Managing Data StoragePDF version

Storage group classification

The HDFS Balancer first invokes the getLiveDatanodeStorageReport rpc to the Namenode to the storage report for all the storages in all Datanodes. The storage report contains storage utilization information such as capacity, dfs used space, remaining space, and so forth, for each storage in each DataNode.

A Datanode can contain multiple storages and the storages can have different storage types. A storage group Gi,T is defined to be the group of all the storages with the same storage type T in Datanode i.

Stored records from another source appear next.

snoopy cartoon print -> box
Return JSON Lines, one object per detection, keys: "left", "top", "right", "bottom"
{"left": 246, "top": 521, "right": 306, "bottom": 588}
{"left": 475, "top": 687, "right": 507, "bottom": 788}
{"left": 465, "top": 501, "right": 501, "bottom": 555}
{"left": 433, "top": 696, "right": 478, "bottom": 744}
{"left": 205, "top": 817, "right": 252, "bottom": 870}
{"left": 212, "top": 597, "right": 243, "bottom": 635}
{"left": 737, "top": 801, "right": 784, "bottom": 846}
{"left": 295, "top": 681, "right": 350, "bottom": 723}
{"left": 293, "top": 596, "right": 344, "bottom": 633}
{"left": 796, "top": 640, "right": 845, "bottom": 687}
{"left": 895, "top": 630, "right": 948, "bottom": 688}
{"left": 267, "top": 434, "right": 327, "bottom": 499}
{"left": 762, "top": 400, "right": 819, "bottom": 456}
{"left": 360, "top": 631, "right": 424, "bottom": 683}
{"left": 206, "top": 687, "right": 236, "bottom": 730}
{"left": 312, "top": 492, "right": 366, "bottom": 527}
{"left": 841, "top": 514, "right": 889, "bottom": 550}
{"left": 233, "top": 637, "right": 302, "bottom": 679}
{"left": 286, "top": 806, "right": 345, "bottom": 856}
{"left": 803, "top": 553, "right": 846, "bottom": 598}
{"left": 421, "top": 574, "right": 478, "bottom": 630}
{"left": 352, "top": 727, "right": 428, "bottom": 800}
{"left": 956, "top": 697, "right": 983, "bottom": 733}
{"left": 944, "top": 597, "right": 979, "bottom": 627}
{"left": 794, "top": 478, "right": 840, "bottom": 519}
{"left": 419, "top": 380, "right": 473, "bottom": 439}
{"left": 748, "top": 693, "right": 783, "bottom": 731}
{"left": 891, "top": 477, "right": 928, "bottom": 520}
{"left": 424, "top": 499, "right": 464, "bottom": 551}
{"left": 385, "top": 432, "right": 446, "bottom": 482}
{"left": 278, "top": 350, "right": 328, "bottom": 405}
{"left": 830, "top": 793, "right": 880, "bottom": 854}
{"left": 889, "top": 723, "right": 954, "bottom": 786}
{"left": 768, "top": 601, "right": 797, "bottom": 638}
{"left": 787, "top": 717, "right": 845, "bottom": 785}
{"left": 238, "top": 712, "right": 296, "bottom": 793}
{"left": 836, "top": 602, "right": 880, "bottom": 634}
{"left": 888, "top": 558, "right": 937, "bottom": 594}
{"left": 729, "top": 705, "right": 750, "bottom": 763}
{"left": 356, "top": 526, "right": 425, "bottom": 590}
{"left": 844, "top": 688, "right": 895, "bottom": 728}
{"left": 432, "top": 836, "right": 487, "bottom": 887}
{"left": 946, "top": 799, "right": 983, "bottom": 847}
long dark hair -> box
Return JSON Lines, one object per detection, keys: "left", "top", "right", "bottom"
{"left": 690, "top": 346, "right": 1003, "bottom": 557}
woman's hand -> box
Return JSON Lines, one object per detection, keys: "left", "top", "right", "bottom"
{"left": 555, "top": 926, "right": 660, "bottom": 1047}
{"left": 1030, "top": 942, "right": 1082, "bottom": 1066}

For example, Gi,DISK is the storage group of all the DISK storages in Datanode i. For each storage type T in each DataNode i, HDFS Balancer computes Storage Group Utilization (%)

Ui,T = 100% (storage group used space)/(storage group capacity),

and Average Utilization (%)

Uavg,T = 100% * (sum of all used spaces)/(sum of all capacities).

Let △ be the threshold parameter (default is 10%) and GI,T be the storage group with storage type T in DataNode I.

 
                    Over-Utilized:       {Gi,T :  Uavg,T + Δ < Ui,T},
Average + Threshold ---------------------------------------------------------------------------
                    Above-Average:	{Gi,T :  Uavg,T < Ui,T <= Uavg,T + Δ},
Average ---------------------------------------------------------------------------------------
                    Below-Average:	{Gi,T :  Uavg,T - Δ <= Ui,T <= Uavg,T},
Average - Threshold ---------------------------------------------------------------------------
                    Under-Utilized:      {Gi,T :  Ui,T < Uavg,T - Δ }.

A storage group is over-utilized or under-utilized if its utilization is larger or smaller than the difference between the average and the threshold. A storage group is above-average or below-average if its utilization is larger or smaller than average but within the threshold.

If there are no over-utilized storages and no under-utilized storages, the cluster is said to be balanced. The HDFS Balancer terminates with a SUCCESS state. Otherwise, it continues with storage group pairing.